SIRIUS 6 functionality

The interface to SIRIUS 6 is still in development and may be extended in the future. There is a vast amount of functionality available, which will require quite some effort to support all. However, the current functionality in patRoon is mostly equal to what was supported with previous SIRIUS releases. Any feedback on the inclusion of specific functionality is welcome!

References

Hoffmann MA, Nothias L, Ludwig M, Fleischauer M, Gentry EC, Witting M, Dorrestein PC, Dührkop K, Böcker S (2021). “High-confidence structural annotation of metabolites absent from spectral libraries.” Nature Biotechnology, 40(3), 411–421. ISSN 1546-1696. doi:10.1038/s41587-021-01045-9 . http://dx.doi.org/10.1038/s41587-021-01045-9.

Dührkop K, Nothias L, Fleischauer M, Reher R, Ludwig M, Hoffmann MA, Petras D, Gerwick WH, Rousu J, Dorrestein PC, Böcker S (2020). “Systematic classification of unknown metabolites using high-resolution fragmentation mass spectra.” Nature Biotechnology, 39(4), 462–471. ISSN 1546-1696. doi:10.1038/s41587-020-0740-8 . http://dx.doi.org/10.1038/s41587-020-0740-8.

Duhrkop K, Fleischauer M, Ludwig M, Aksenov AA, Melnik AV, Meusel M, Dorrestein PC, Rousu J, Bocker S (2019). “SIRIUS 4: a rapid tool for turning tandem mass spectra into metabolite structure information.” Nature Methods, 16(4), 299–302. doi:10.1038/s41592-019-0344-8 .

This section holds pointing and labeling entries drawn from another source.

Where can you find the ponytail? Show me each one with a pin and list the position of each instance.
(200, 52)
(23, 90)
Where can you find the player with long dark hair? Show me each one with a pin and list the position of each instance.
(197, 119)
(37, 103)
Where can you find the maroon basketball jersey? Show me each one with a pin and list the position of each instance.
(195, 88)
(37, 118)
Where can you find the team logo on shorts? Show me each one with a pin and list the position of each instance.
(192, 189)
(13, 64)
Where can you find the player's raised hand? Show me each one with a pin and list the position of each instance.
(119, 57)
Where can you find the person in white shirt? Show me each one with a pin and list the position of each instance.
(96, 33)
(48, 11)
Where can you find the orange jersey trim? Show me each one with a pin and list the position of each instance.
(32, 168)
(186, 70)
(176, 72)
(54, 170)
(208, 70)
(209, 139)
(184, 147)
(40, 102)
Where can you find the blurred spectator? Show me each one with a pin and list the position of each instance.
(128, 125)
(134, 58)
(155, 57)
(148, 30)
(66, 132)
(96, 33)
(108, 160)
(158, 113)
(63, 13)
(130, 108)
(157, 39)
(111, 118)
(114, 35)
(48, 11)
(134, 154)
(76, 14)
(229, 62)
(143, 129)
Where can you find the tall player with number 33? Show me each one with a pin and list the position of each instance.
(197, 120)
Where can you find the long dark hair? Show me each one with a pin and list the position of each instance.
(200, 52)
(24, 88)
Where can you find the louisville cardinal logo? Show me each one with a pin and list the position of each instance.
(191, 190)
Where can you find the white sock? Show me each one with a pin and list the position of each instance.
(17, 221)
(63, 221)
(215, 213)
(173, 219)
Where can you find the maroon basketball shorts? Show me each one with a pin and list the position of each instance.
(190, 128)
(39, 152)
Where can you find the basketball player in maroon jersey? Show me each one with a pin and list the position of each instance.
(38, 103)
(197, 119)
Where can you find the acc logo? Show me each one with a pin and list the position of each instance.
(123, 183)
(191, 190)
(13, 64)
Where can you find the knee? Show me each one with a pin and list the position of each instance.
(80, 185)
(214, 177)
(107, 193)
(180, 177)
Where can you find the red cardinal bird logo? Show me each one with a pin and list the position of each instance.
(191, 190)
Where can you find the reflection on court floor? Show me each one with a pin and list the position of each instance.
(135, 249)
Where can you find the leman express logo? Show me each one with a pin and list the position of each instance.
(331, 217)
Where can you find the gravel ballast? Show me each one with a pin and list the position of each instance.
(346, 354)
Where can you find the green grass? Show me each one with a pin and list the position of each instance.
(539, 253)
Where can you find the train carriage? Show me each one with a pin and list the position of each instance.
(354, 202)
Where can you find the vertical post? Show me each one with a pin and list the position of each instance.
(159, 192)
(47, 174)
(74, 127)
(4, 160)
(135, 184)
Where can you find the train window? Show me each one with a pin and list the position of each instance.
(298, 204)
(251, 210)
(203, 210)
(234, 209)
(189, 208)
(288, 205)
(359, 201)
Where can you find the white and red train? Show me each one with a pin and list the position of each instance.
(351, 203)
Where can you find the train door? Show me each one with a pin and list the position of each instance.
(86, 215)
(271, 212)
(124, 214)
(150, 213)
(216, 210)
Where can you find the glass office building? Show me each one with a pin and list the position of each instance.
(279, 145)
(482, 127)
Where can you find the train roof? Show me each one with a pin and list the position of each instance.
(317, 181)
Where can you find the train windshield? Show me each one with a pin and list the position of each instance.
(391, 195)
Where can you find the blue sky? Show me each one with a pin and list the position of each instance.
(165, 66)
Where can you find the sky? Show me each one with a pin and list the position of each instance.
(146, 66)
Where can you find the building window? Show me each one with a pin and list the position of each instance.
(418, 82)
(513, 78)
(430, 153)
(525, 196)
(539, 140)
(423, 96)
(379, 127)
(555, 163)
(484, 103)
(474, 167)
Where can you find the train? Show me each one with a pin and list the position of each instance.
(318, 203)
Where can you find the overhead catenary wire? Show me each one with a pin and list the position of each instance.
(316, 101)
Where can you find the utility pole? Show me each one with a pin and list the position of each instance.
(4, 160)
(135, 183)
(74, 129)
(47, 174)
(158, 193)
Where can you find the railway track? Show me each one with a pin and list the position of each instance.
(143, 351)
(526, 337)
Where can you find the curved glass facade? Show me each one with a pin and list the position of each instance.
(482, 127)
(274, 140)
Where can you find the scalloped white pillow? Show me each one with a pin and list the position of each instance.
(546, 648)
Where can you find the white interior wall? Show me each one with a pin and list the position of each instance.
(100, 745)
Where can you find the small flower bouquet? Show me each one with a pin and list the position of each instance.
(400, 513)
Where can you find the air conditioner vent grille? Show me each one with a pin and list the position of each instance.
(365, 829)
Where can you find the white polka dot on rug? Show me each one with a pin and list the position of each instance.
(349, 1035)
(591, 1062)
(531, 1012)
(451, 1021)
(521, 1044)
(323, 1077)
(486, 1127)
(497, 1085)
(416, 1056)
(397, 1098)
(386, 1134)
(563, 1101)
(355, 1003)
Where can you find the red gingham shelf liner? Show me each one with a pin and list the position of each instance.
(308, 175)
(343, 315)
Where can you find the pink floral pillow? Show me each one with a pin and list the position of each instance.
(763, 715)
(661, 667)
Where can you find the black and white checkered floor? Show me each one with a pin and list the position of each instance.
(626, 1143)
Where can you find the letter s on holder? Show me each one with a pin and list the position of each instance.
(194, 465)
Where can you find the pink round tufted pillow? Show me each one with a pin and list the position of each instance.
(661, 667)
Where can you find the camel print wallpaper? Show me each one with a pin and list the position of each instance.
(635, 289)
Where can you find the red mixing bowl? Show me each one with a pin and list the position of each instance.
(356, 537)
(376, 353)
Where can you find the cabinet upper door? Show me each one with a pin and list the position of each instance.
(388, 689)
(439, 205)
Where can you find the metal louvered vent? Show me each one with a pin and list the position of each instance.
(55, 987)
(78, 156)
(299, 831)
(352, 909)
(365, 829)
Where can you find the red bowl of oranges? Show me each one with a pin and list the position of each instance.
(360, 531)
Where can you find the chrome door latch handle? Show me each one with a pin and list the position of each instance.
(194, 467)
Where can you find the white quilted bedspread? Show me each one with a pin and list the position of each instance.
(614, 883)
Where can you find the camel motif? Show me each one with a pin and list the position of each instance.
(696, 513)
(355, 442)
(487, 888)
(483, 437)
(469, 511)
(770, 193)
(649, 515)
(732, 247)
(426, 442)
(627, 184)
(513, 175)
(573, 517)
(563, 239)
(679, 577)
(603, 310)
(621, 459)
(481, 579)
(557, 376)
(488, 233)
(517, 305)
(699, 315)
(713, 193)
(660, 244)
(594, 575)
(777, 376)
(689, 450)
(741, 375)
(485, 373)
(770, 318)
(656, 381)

Duhrkop K, Bocker S (2015). “Fragmentation Trees Reloaded.” In Przytycka TM (ed.), Research in Computational Molecular Biology, 65–79. ISBN 978-3-319-16706-0.

Duhrkop K, Shen H, Meusel M, Rousu J, Bocker S (2015). “Searching molecular structure databases with tandem mass spectra using CSI:FingerID.” Proceedings of the National Academy of Sciences, 112(41), 12580–12585. doi:10.1073/pnas.1509788112 .

Bocker S, Letzel MC, Liptak Z, Pervukhin A (2008). “SIRIUS: decomposing isotope patterns for metabolite identification.” Bioinformatics, 25(2), 218–224. doi:10.1093/bioinformatics/btn603 .

See also

generateFormulas for more details and other algorithms.